E, sabe? Que história incrível que isso deu. Com seus traços amadores, é, mas muito boa. Mereceu cada leitor que conseguiu - e eu nunca tinha sentido isso como verdade, é sinceramente libertador finalmente dizer essas palavras e saber que não são da boca pra fora.

Considerando os meus anos nessa indústria vital, claro que veio desgaste. Veio conhecimento, mas também desculpas para usá-lo como sabotagem. Vários momentos de estar plenamente consciente (e me cobrando) que to repetindo plot, que uso demais essa ou outra trope, que personagem tá sem graça, que personagem tá forte demais. Indagações de se faz sentido, se alguém mais vai gostar do que to fazendo, se vale a pena contar a história que to pensando. Muitas vezes, eu olhava pra trás e pensava “nossa, que saudade de quando eu comecei, não pensava tanta coisa assim” - e logo depois vinha aquela pontinha de culpa, aquele sussurro “é, mas você aprendeu como deixar uma história melhor, tá arrependida disso?”. Eu lembro que já me cobrava, mas era felizaça com cada ideia nova. Eu continuo sendo feliz escrevendo, se querem saber, mas parar pra pensar nas histórias vez ou outra (muitas vezes, dependendo da época) me faz mais querer jogar o que eu tava trabalhando fora do que prosseguir. Reler P&F no início do ano foi quase um acaso (de repente foi meu anjo da guarda mesmo, faz hora extra esse pobi), mas foi uma das melhores ações que tomei, porque me fez me dar conta de como… só basta escrever. E eu sei fazer isso. Não to magicamente curada de ter aqueles pensamentos cheios de dúvida e medo (adoraria, não vou mentir), mas foi um momento de certeza que me acalentou.

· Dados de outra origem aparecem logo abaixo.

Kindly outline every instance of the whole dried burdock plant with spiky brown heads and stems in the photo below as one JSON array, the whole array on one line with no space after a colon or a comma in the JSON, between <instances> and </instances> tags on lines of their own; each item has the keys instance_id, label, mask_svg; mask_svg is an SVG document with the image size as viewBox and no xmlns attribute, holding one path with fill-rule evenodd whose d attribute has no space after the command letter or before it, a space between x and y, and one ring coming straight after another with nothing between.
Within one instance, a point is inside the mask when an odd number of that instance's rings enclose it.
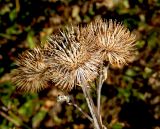
<instances>
[{"instance_id":1,"label":"whole dried burdock plant with spiky brown heads and stems","mask_svg":"<svg viewBox=\"0 0 160 129\"><path fill-rule=\"evenodd\" d=\"M19 56L18 68L12 73L13 82L19 90L27 92L47 87L70 91L80 86L91 116L67 96L58 96L58 101L75 106L91 121L93 128L107 129L100 114L102 84L110 65L122 67L132 61L135 41L133 33L113 20L99 19L85 27L68 26L49 36L43 46ZM98 79L96 104L90 94L95 79Z\"/></svg>"}]
</instances>

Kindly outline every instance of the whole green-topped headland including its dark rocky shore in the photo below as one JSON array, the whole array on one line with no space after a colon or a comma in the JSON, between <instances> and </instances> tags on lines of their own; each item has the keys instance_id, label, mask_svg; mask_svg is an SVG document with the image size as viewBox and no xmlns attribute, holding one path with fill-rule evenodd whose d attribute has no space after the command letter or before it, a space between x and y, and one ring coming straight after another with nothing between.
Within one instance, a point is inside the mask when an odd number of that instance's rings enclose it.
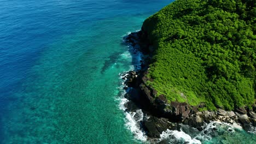
<instances>
[{"instance_id":1,"label":"whole green-topped headland including its dark rocky shore","mask_svg":"<svg viewBox=\"0 0 256 144\"><path fill-rule=\"evenodd\" d=\"M143 53L141 69L124 74L125 106L151 116L149 137L171 122L256 126L255 14L253 0L177 0L124 38Z\"/></svg>"}]
</instances>

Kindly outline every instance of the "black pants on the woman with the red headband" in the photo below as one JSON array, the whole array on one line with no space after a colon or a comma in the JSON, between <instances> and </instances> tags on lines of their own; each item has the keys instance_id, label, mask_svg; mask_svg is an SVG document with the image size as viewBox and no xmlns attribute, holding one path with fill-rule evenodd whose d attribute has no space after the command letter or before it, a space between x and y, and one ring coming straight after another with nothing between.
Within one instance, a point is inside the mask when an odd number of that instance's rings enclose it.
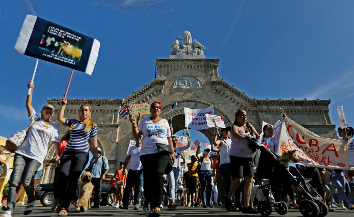
<instances>
[{"instance_id":1,"label":"black pants on the woman with the red headband","mask_svg":"<svg viewBox=\"0 0 354 217\"><path fill-rule=\"evenodd\" d=\"M150 202L150 208L160 207L164 188L164 171L169 161L168 152L145 154L140 156L143 165L144 195Z\"/></svg>"}]
</instances>

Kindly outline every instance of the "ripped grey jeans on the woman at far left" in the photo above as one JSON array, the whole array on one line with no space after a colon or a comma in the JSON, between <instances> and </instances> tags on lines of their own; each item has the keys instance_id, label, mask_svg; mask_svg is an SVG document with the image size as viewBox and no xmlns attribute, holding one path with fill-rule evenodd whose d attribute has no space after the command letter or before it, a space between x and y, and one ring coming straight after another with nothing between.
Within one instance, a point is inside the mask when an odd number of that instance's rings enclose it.
<instances>
[{"instance_id":1,"label":"ripped grey jeans on the woman at far left","mask_svg":"<svg viewBox=\"0 0 354 217\"><path fill-rule=\"evenodd\" d=\"M31 203L35 200L33 194L33 177L34 173L38 170L40 165L41 164L37 160L22 156L20 154L15 154L7 198L7 210L11 211L11 214L13 214L13 209L15 209L17 189L21 180L24 190L28 196L28 203Z\"/></svg>"}]
</instances>

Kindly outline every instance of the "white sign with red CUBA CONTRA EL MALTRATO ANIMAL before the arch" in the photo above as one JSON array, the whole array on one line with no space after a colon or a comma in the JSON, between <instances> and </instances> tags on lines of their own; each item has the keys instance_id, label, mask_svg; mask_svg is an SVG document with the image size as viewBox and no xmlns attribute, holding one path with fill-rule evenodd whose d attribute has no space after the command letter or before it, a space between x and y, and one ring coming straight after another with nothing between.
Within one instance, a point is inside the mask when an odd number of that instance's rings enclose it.
<instances>
[{"instance_id":1,"label":"white sign with red CUBA CONTRA EL MALTRATO ANIMAL before the arch","mask_svg":"<svg viewBox=\"0 0 354 217\"><path fill-rule=\"evenodd\" d=\"M202 130L211 128L206 123L205 114L214 115L214 106L211 105L206 109L188 109L184 108L185 127L194 130Z\"/></svg>"}]
</instances>

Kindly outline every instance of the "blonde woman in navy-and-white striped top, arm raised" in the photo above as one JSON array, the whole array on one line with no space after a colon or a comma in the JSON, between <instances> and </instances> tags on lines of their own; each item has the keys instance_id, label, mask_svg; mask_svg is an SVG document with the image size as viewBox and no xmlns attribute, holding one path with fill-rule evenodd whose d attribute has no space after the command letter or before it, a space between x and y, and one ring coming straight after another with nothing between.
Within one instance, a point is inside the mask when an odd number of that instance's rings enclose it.
<instances>
[{"instance_id":1,"label":"blonde woman in navy-and-white striped top, arm raised","mask_svg":"<svg viewBox=\"0 0 354 217\"><path fill-rule=\"evenodd\" d=\"M68 215L68 207L76 192L79 176L89 161L90 144L93 157L97 162L97 132L98 128L91 121L91 107L82 104L79 109L79 120L64 118L67 99L61 100L57 120L64 126L70 127L70 139L60 160L58 187L60 189L59 204L56 209L59 216Z\"/></svg>"}]
</instances>

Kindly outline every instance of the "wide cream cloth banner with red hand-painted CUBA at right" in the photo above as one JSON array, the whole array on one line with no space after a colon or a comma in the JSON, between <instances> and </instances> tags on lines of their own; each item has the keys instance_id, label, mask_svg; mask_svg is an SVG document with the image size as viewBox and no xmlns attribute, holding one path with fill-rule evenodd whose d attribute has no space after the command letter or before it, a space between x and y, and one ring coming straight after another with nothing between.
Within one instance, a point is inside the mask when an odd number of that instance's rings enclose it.
<instances>
[{"instance_id":1,"label":"wide cream cloth banner with red hand-painted CUBA at right","mask_svg":"<svg viewBox=\"0 0 354 217\"><path fill-rule=\"evenodd\" d=\"M298 164L349 169L347 148L346 141L320 137L288 117L281 120L277 153L296 150Z\"/></svg>"}]
</instances>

Talvez, minhas histórias sejam um tanto repetitivas, ou óbvias, ou muito fracas nas cenas de ação (isso são mesmo, por favor não espere grandes batalhas por aqui). Talvez, se aquela fulana que escreveu um livro que tocou no fundo da minha alma, ou aquele ciclano autor de uma fic que arrancou meu coração, se eles escrevessem essa mesma história, ela sairia melhor. Mas isso não impede que a minha versão seja boa. Isso não impede que a minha versão toque quem se dispor a lê-la. Isso não impede que ela seja exatamente o que alguém tá procurando - porque, hey, eu sei que eu to. Se eu me sinto tão feliz enquanto crio, como que eu duvido tanto que outra pessoa vai sentir algo bom também? Se isso tudo carrega tantos reflexos do que sinto, do que penso, do que acredito, como eu passo tanto tempo duvidando que vai parecer real?

Uma fic muito importante pro meu coração uma vez disse “Talvez crescer também seja desaprender”. Sem brincadeira nenhuma, já cogitei tatuar essa frase, porque é a mais pura verdade - e já me dei conta disso mais de uma vez, acho incrível, crescer pelo visto também é aprender a mesma lição várias vezes diferentes. Faz bem simplesmente se jogar, criar o que a sua criança interior tá pedindo, confiar que ela sabe o que tá fazendo. Eu confiava em P&F. Como pode que uma autora de fics de Kingdom Hearts se deixou convencer que a voz do seu coração não era válida o bastante para ser ouvida?

Às vezes, a gente só precisa de um capítulo “filler” (muuuuitas aspas nessa palavra, mas seria um outro post inteiro pra discutir) na praia, um personagem que a gente gosta muito aparecendo do nada numa fanfic que nem é de onde ele vem, uma conversa sobre filmes preferidos no meio de uma história tensa, porque era o que a gente queria fazer. É importante ter a sabedoria de que nem sempre vai encaixar, mas faz bem se deixar guiar pelo que estamos a fim. Talvez, acabe encaixando mesmo, e talvez seja apenas um momento de conhecer melhor quem você tá escrevendo. De qualquer maneira, dá uma boa história - porque você sabe o que tá fazendo, você realmente sempre sabe, mesmo sem se dar conta disso. Ser especial para você basta.